Mikita Brottman at The American Scholar:
I now see Austen as a very dark writer and Mansfield Park as her darkest work, a book full of sexual repression and unconscious conflict, with no forgiveness or redemption for anyone who dares struggle against the social code. The world of taffeta and lace exists only on the surface; underneath it, these well-bred young women are trapped like rats. This fact is made most vivid in the scene where Fanny joins a party of friends and family on their visit to Sotherton Court, the home of her cousin Maria Bertram’s wealthy but deathly boring fiancé, James Rushworth, whose extensive grounds include a bowling green, lawns bounded by high walls, pheasants, a wilderness, a terrace walk, iron palisades, and a small wood.

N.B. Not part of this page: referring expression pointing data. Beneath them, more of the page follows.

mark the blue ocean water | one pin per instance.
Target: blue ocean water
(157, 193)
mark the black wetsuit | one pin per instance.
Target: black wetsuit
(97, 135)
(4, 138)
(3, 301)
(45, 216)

The layout of the scene and its psychology are closely interlinked. As usual, everyone in the party forgets about frail Fanny, who, exhausted by the summer heat (she should have been grateful it was above zero and not raining), spends most of the afternoon on a garden bench beside a ha-ha—a type of sunken ditch used to separate cultivated garden areas from open parkland. A small bridge crosses the ha-ha, on the far side of which is a locked gate. From her seat on the bench, Fanny waits and watches everyone’s behavior with mounting agitation. At one point, she overhears Maria flirtatiously asking their neighbor, the handsome Henry Crawford, whether he thinks she’s as lively as her sister.